Rail transport took center-stage in Monday’s parliamentary session.
MPs approved a bill to allocate 1% of oil revenues to the rail sector as part of the sixth five-year development plan (2016-21), IRNA reported.
Passed by 180 representatives in favor, four against and two abstentions, the bill requires the government to use the fixed share of oil-driven financial sources to implement new rail projects and develop existing ones, including double-tracking, electrification and construction of high-speed railroads.
Despite a plunge in oil revenues, which account for the lion’s share of the government’s income, allocating a fixed share of petrodollars to the country’s underdeveloped rail industry shows the government’s firm determination for expanding the domestic rail sector.
The 1% share of oil revenues will be added to resources provided by foreign and domestic private investors.
Iran has a long list of ongoing rail projects, as the country seeks to increase revenues from transit by becoming a transportation hub in the region.
“I believe we should do away with the oil-dependent economy and turn to transit-driven economy,” deputy minister of roads and urban development, Kheirollah Khademi, was quoted as saying by ILNA on Sunday. “Transit can be a replacement for oil revenues.”
Regional Connectivity Projects
Iranian railroads are being extended to neighboring countries. A route to Azerbaijan will be inaugurated in three months while railroads to Iraq and Afghanistan are being built. These will follow a trilateral railroad inaugurated in 2015 connecting the railroads of Iran, Turkmenistan and Kazakhstan.
The connectivity projects are supposed to form corridors linking the free waters in southern Iran to the landlocked Central Asian states, Russia, Europe, China and the neighboring Middle Eastern countries.
Financial issues persist amid tight government budget as a result of fallen oil prices.
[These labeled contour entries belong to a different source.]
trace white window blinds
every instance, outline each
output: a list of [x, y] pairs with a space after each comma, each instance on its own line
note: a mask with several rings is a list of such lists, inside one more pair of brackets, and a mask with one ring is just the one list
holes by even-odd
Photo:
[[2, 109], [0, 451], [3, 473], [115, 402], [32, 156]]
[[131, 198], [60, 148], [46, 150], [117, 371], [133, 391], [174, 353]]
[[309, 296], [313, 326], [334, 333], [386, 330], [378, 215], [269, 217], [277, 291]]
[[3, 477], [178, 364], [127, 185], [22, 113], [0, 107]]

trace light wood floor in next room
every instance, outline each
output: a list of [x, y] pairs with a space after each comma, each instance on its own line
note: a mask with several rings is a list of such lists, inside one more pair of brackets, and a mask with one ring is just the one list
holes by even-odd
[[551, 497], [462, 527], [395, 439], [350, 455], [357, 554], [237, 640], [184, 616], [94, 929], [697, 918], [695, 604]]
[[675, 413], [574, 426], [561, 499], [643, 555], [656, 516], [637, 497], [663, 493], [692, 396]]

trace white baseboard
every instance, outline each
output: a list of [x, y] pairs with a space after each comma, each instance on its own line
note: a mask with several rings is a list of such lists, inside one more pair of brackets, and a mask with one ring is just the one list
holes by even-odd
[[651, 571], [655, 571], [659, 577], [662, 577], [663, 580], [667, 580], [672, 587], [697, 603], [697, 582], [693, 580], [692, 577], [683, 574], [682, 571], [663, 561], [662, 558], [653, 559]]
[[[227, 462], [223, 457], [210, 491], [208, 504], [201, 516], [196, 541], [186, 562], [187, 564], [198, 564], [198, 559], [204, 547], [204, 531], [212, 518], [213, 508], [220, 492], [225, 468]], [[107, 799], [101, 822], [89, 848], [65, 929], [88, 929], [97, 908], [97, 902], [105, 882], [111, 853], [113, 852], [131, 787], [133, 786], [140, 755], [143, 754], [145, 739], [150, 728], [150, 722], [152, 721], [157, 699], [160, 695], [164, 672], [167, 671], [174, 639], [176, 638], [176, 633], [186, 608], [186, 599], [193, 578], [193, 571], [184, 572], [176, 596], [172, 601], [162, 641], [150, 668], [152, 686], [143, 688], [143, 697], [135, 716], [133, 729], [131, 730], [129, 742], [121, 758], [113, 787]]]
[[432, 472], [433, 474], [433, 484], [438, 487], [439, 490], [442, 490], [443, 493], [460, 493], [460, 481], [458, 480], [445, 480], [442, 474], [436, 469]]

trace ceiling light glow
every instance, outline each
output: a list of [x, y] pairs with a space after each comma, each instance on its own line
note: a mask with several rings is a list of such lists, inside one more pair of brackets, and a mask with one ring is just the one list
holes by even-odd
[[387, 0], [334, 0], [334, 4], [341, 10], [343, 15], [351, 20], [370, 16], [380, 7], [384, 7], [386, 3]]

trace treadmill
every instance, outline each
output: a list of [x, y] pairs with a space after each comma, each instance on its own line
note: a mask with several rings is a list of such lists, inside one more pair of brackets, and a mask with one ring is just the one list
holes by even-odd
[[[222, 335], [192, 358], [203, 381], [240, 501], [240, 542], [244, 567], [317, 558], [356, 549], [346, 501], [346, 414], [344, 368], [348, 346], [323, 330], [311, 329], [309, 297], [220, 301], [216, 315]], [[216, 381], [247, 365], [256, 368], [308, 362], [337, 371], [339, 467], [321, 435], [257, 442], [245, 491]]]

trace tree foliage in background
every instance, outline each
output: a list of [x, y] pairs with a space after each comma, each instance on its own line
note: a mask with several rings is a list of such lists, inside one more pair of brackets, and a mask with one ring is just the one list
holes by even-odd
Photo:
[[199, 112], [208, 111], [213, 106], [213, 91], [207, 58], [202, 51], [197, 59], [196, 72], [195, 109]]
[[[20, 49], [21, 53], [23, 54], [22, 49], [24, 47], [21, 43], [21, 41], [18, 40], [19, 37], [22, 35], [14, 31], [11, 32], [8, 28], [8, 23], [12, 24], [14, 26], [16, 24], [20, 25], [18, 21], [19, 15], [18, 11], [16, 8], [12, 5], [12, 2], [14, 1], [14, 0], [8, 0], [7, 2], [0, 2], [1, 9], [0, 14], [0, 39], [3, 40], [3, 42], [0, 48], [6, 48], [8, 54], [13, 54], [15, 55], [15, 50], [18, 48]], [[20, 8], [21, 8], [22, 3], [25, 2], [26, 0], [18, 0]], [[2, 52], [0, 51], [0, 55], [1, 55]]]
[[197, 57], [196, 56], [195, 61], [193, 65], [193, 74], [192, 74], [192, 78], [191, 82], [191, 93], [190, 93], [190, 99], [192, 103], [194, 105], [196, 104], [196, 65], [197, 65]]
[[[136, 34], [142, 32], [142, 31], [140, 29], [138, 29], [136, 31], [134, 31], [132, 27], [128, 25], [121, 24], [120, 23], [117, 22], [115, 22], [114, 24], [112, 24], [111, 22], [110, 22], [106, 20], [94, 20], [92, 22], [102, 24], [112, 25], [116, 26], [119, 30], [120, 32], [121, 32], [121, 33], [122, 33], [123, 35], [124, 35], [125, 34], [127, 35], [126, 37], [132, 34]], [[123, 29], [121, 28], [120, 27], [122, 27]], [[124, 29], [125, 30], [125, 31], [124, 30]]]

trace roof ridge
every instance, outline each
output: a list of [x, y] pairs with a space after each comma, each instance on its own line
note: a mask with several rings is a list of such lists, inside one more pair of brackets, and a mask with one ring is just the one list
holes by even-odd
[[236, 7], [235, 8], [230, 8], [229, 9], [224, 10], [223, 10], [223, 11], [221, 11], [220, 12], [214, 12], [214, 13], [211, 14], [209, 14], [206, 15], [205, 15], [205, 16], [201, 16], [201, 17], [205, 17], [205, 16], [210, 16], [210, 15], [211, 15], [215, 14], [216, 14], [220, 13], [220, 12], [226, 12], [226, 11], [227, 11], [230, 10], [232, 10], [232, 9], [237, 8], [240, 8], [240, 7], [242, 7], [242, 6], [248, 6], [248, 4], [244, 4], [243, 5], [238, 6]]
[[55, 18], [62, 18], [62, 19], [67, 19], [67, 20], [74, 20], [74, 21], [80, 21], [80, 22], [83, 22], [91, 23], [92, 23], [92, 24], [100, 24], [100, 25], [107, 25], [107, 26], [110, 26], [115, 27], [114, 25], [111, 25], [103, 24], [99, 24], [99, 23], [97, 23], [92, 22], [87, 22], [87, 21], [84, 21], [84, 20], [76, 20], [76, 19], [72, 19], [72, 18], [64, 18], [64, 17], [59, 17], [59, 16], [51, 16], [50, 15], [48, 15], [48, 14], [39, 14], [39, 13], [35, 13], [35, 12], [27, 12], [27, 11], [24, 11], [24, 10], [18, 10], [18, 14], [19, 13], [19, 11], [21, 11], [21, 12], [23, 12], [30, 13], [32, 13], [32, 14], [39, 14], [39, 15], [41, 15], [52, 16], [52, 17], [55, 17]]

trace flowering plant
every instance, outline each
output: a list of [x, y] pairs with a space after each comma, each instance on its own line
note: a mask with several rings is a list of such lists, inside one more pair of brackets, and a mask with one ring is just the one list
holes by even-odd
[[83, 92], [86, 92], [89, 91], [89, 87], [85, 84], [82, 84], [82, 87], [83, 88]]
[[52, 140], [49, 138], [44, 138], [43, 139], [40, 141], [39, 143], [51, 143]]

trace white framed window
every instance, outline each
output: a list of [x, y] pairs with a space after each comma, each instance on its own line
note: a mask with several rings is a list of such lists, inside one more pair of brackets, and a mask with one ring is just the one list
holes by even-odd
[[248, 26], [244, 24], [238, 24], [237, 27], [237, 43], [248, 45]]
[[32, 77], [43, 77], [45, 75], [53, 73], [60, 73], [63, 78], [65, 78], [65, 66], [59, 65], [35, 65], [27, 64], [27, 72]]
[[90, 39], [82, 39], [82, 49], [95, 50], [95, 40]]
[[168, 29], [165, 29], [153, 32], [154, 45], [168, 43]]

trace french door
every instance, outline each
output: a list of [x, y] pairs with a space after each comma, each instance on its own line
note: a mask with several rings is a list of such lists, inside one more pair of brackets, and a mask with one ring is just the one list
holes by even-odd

Short in cash, several rail projects have made little progress in the past few years.
A route from Qazvin to Rasht in northern Iran with more than 90% progress is among the long-stranded projects. Its extension, from Rasht to Astara Port, close to Azerbaijan’s border, requires $500 million from Azerbaijan to complete a rail corridor that is part of a grand global transit project called International North-South Transport Corridor Project. It aims to connect India to Europe via Iran, Azerbaijan and Russia.
According to Khademi, Iran plans to add 1,000 kilometers of new railroads to its network in the near future. This indicates a significant rise in rail construction, compared to an average of 200 kilometers constructed annually over the past few years.
The parliament is currently discussing the Sixth Plan, based on which the existing railroads are to be electrified and double-tracked, and 1,500 km of new lines are to be constructed.
Based on the new parliamentary bill, the government is to increase the share of rail in cargo and passenger transportation to a minimum of 30% and 20% respectively by the end of the Sixth Plan.
Role of Domestic Manufacturers
Also on Monday, MPs approved a bill that requires the government to increase the share of domestic companies in the manufacture of equipment used in rail projects to at least 85% by the end of the five-year period (2021).
According to the new law, the government should “organize the foreign purchase of equipment in a way that exploitation of domestic capacity in manufacturing and services is maximized” and “technology is transferred into the country”.
Domestic companies have been lately signing joint venture agreements with international firms to start manufacturing train wagons inside Iran and reduce reliance on imports.
Iranian Rail Industries Development Company and Chinese rolling stock manufacturer Nanjing Puzhen Co. LTD. signed an agreement in Tehran in October to jointly manufacture 215 wagons for subway trains across Iran. Based on the agreement, IRIDC will be in charge of manufacturing the wagons.
Also in October, Germany’s Siemens signed a contract to upgrade Iran’s railroad network. Siemens said it would supply components for 50 diesel-electric locomotives to Iran’s MAPNA Group.
Another agreement was also signed between the two companies to jointly manufacture 70 electric locomotives for use in the 926-km Tehran-Mashhad railroads, which are being electrified.
As per Iran’s 20-Year Vision Plan (2005-25), the 2,250 wagons currently in use in the domestic rail fleet should be doubled by 2025. There is massive demand for new wagons, as a series of railroads are being built across the country.
The government of President Hassan Rouhani also plans to reduce the age of domestic rail fleet to 15 years to increase their efficiency.
Some of the wagons used in Iran’s fleet are more than 30 years old and 100% decrepit. To expand passenger transport via rail, the government needs to use wagons that are in decent conditions in terms of both accommodation and safety.
Experts believe Iran needs a minimum of 4,000 freight and 1,500 passenger cars within five years to renew its aging fleet, though the country cannot rely on limited manufacturing capacity to supply this volume.